The Allies established occupation administrations in
Austria and
Germany. The former became a neutral state, non-aligned with any political bloc. The latter was divided onto western and eastern occupation zones controlled by the Western Allies and the USSR, accordingly. A
denazification program in Germany led to the
prosecution of Nazi war criminals and the removal of ex-Nazis from power, although this policy moved towards amnesty and re-integration of ex-Nazis into West German society.
Germany lost a quarter of its pre-war (1937) territory, the eastern territories:
Silesia,
Neumark and most of
Pomerania were taken over by Poland;
East Prussia was divided between Poland and the USSR, followed by the
expulsion of the 9 million Germans from these provinces, as well as of 3 million Germans from the
Sudetenland in Czechoslovakia, to Germany. By the 1950s, every fifth West German was a refugee from the east. The USSR also took over the Polish provinces east of the
Curzon line (from which 2 million Poles were expelled),
Eastern Romania,
and part of eastern Finland
and three
Baltic states.
In an effort to maintain peace,
the Allies formed the
United Nations, which officially came into existence on 24 October 1945,
and adopted The
Universal Declaration of Human Rights in 1948, as a common standard for all member nations.

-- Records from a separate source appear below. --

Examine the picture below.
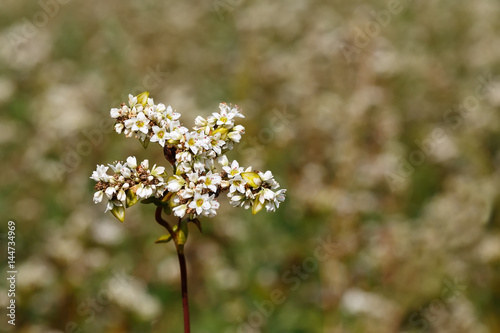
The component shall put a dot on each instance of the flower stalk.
(200, 172)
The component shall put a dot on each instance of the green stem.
(185, 300)
(182, 264)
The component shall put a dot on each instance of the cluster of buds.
(195, 183)
(128, 184)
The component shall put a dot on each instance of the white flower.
(119, 128)
(100, 174)
(233, 170)
(160, 135)
(170, 114)
(200, 203)
(235, 136)
(115, 113)
(222, 160)
(126, 172)
(141, 123)
(267, 176)
(121, 196)
(211, 181)
(180, 210)
(237, 184)
(224, 118)
(98, 196)
(132, 162)
(191, 141)
(110, 191)
(157, 171)
(266, 194)
(144, 192)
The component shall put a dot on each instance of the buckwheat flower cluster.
(144, 120)
(252, 189)
(196, 181)
(129, 183)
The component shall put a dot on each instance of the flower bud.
(119, 213)
(223, 132)
(142, 98)
(257, 206)
(252, 179)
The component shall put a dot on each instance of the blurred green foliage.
(342, 131)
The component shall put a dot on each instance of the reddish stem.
(182, 264)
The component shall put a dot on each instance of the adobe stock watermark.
(421, 319)
(292, 279)
(30, 27)
(74, 155)
(221, 7)
(453, 118)
(89, 308)
(251, 147)
(364, 35)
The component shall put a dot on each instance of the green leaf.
(198, 224)
(182, 234)
(119, 213)
(149, 200)
(145, 143)
(164, 239)
(131, 198)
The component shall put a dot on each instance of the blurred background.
(381, 118)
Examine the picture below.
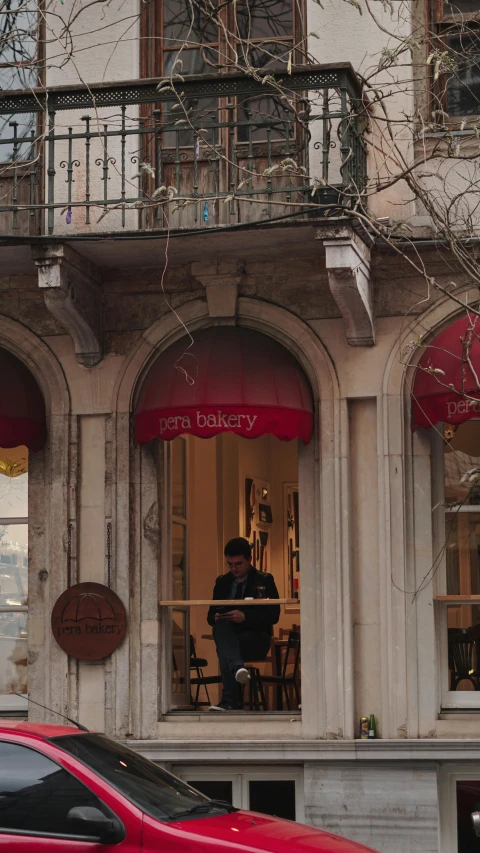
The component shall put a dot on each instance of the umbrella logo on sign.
(89, 621)
(88, 605)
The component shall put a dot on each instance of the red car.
(63, 790)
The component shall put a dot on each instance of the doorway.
(221, 488)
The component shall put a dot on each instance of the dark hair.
(238, 547)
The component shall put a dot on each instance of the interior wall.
(365, 562)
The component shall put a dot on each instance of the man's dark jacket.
(258, 618)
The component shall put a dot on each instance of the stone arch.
(408, 541)
(41, 362)
(276, 322)
(328, 654)
(48, 519)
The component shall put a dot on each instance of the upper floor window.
(209, 36)
(13, 575)
(456, 40)
(19, 69)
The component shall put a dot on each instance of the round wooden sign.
(89, 621)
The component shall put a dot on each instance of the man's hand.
(236, 616)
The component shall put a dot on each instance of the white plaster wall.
(392, 808)
(105, 38)
(104, 47)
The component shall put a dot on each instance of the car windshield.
(148, 786)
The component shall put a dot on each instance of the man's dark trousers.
(233, 649)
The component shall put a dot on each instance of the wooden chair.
(462, 658)
(200, 680)
(289, 674)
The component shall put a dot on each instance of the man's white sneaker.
(242, 675)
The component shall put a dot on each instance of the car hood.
(258, 832)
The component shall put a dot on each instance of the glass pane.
(21, 150)
(462, 453)
(464, 647)
(216, 790)
(186, 22)
(13, 483)
(178, 447)
(274, 797)
(264, 19)
(463, 86)
(461, 7)
(179, 562)
(256, 114)
(180, 651)
(468, 801)
(269, 55)
(203, 114)
(193, 62)
(18, 43)
(13, 653)
(13, 564)
(462, 534)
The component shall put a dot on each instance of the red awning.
(445, 387)
(231, 379)
(22, 410)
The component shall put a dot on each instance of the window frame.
(178, 700)
(240, 776)
(441, 26)
(448, 776)
(448, 700)
(152, 62)
(10, 701)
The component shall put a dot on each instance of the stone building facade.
(88, 310)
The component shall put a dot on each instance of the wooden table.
(238, 602)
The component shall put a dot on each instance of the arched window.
(13, 575)
(22, 431)
(230, 407)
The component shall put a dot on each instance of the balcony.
(212, 151)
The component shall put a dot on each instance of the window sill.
(204, 716)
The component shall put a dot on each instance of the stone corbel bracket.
(347, 261)
(220, 280)
(72, 291)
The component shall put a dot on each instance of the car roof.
(36, 730)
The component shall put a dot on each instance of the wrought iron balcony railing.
(206, 152)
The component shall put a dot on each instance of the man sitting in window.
(241, 633)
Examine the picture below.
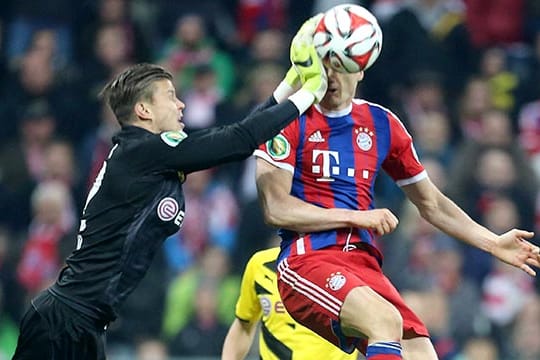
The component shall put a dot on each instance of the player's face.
(341, 89)
(166, 108)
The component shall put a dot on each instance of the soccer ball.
(349, 37)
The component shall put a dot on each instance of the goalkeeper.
(137, 201)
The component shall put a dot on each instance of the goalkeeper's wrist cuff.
(302, 99)
(283, 91)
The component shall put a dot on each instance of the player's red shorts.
(314, 285)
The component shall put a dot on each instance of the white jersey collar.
(337, 113)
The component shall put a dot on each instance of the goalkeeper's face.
(166, 108)
(341, 89)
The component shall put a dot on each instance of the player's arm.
(286, 211)
(511, 247)
(209, 148)
(238, 340)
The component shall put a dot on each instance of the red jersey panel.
(335, 158)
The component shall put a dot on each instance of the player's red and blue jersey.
(335, 158)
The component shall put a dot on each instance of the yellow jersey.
(281, 338)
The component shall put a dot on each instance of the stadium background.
(463, 75)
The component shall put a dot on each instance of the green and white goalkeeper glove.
(292, 78)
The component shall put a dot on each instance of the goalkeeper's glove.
(292, 79)
(310, 68)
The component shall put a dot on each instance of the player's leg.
(418, 348)
(367, 314)
(314, 288)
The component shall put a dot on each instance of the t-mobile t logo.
(330, 164)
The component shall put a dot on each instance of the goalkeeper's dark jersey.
(137, 201)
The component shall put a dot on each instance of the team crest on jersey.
(167, 209)
(364, 138)
(173, 138)
(336, 281)
(266, 305)
(278, 148)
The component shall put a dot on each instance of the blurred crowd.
(463, 75)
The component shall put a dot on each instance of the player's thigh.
(366, 313)
(418, 348)
(33, 342)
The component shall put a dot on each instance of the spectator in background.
(462, 294)
(495, 22)
(113, 12)
(110, 55)
(505, 293)
(433, 135)
(202, 99)
(29, 16)
(151, 349)
(526, 332)
(212, 269)
(503, 83)
(22, 162)
(46, 245)
(498, 212)
(189, 47)
(425, 94)
(254, 16)
(479, 348)
(204, 332)
(473, 103)
(212, 221)
(529, 133)
(8, 330)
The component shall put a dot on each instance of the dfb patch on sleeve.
(173, 138)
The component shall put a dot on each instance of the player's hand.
(310, 69)
(292, 78)
(306, 31)
(513, 248)
(381, 221)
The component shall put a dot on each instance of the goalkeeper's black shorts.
(51, 330)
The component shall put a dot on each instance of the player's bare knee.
(366, 313)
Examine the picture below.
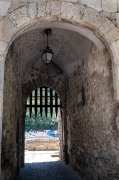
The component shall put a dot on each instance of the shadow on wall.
(47, 171)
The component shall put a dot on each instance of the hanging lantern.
(47, 53)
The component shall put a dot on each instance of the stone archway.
(25, 18)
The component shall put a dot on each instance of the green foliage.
(39, 123)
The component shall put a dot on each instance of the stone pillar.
(23, 136)
(1, 101)
(64, 132)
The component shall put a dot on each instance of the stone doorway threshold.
(41, 156)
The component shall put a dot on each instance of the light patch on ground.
(41, 156)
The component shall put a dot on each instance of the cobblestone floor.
(48, 169)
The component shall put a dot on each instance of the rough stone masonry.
(84, 72)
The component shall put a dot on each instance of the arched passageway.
(84, 71)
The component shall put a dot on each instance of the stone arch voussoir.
(23, 18)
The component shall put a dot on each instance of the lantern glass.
(47, 55)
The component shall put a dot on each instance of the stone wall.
(91, 117)
(12, 115)
(42, 144)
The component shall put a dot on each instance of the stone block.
(67, 10)
(117, 19)
(93, 17)
(19, 16)
(3, 46)
(43, 8)
(108, 29)
(32, 10)
(55, 8)
(78, 12)
(109, 6)
(4, 6)
(7, 29)
(70, 1)
(16, 5)
(95, 4)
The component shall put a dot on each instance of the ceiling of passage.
(70, 49)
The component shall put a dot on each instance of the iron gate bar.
(44, 101)
(30, 104)
(35, 102)
(51, 98)
(56, 103)
(41, 101)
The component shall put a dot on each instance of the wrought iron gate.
(43, 97)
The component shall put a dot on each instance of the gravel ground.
(40, 166)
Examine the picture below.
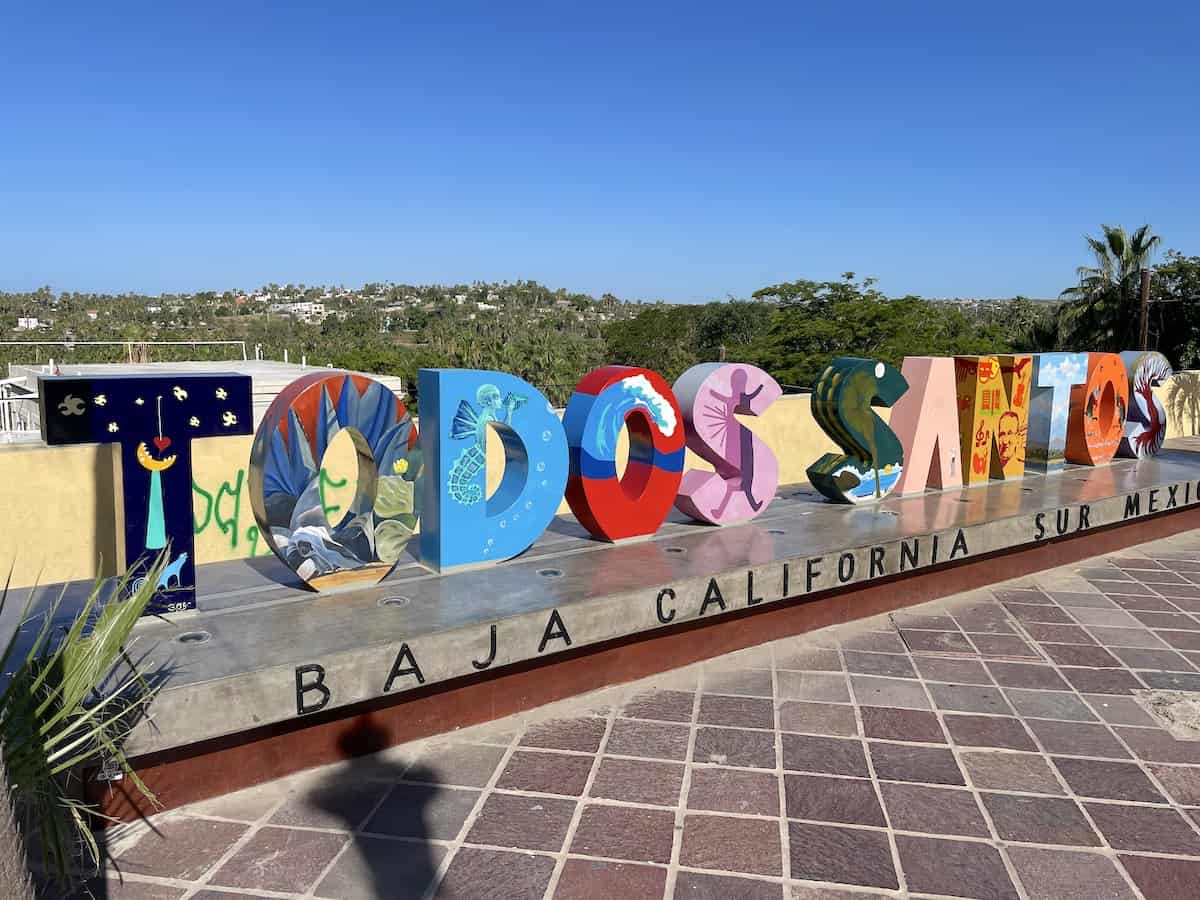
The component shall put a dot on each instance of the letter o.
(286, 479)
(606, 400)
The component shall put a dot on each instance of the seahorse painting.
(469, 425)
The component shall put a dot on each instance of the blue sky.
(679, 151)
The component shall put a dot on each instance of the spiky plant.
(13, 869)
(55, 717)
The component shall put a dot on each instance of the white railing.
(18, 414)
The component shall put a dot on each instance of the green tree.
(1175, 310)
(1102, 311)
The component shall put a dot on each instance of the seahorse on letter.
(469, 425)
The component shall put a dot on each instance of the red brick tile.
(911, 725)
(423, 811)
(180, 849)
(833, 799)
(733, 791)
(1108, 780)
(477, 874)
(737, 712)
(736, 747)
(697, 886)
(1145, 828)
(731, 845)
(581, 735)
(546, 773)
(639, 781)
(1182, 783)
(993, 771)
(1068, 875)
(1163, 879)
(847, 856)
(960, 868)
(641, 835)
(601, 880)
(834, 756)
(817, 718)
(660, 741)
(525, 822)
(991, 731)
(667, 706)
(285, 859)
(907, 762)
(934, 810)
(1078, 739)
(1039, 820)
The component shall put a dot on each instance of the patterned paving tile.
(1068, 875)
(948, 867)
(731, 845)
(624, 833)
(846, 856)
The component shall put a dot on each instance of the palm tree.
(13, 868)
(1102, 310)
(1183, 401)
(55, 719)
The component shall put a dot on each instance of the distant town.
(553, 336)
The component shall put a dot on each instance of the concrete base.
(289, 679)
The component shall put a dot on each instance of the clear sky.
(679, 151)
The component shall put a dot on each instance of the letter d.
(460, 523)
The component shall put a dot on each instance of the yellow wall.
(58, 517)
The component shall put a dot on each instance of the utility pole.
(1144, 329)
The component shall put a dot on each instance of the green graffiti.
(325, 480)
(221, 508)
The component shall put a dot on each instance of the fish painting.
(471, 425)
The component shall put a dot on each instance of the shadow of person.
(383, 804)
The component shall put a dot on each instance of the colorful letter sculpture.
(286, 485)
(925, 420)
(1145, 427)
(712, 396)
(994, 412)
(462, 526)
(873, 457)
(605, 401)
(154, 419)
(1054, 376)
(1098, 411)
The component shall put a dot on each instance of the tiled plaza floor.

The alliance between the Western Allies and the Soviet Union had begun to deteriorate even before the war was over,
Germany had been
de facto divided, and two independent states,
Federal Republic of Germany and
German Democratic Republic were created within the borders of Allied and Soviet occupation zones, accordingly. The rest of Europe was also divided onto Western and Soviet
spheres of influence.
Most eastern and central European countries fell into the Soviet sphere, which led to establishment of Communist led regimes, with full or partial support of the Soviet occupation authorities. As a result,
Poland,
Hungary,
Czechoslovakia,
Romania,
Albania,
and
East Germany became
Soviet Satellite states. Communist
Yugoslavia conducted a fully independent policy causing tension with the USSR.
Post-war division of the world was formalised by two international military alliances, the United States-led
NATO and the Soviet-led
Warsaw Pact;
the long period of political tensions and military competition between them, the
Cold War, would be accompanied by unprecedented arms race and proxy wars.
In Asia, the United States
occupied Japan and
administrated Japan's former islands in the Western Pacific, while the Soviets annexed
Sakhalin and the
Kuril Islands.
Korea, formerly
under Japanese rule, was
divided and occupied by the US in the South and the Soviet Union in the North between 1945 and 1948. Separate republics emerged on both sides of the 38th parallel in 1948, each claiming to be the legitimate government for all of Korea, which led ultimately to the
Korean War.
In China, nationalist and communist forces resumed the
civil war in June 1946. Communist forces were victorious and established the
People's Republic of China on the mainland, while nationalist forces retreated to
Taiwan in 1949.
In the
Middle East, the Arab rejection of the
United Nations Partition Plan for Palestine and the
creation of Israel marked the escalation of the
Arab-Israeli conflict. While the European colonial powers attempted to retain some or all of their
colonial empires, their losses of prestige and resources during the war rendered this unsuccessful, leading to
decolonisation.
The global economy suffered heavily from the war, although WWII participants were affected differently. The US emerged much richer than any other nation; it had a
baby boom and by 1950 its
gross domestic product per person was much higher than that of any of the other powers and it dominated the world economy.
The UK and US pursued a policy of
industrial disarmament in Western Germany in the years 1945–1948.
Due to international trade interdependencies this led to European economic stagnation and delayed European recovery for several years.
Recovery began with the mid 1948
currency reform in Western Germany, and was sped up by the liberalization of European economic policy that the
Marshall plan (1948–1951) both directly and indirectly caused.
The post 1948 West German recovery has been called the
German economic miracle.
Also the Italian
and French economies rebounded.
By contrast, the United Kingdom was in a state of economic ruin,
and continued relative economic decline for decades.
The Soviet Union, despite enormous human and material losses, also experienced rapid increase in production in the immediate post-war era.
Japan experienced
incredibly rapid economic growth, becoming one of the most powerful economies in the world by the 1980s.
China returned to its pre-war industrial production by 1952.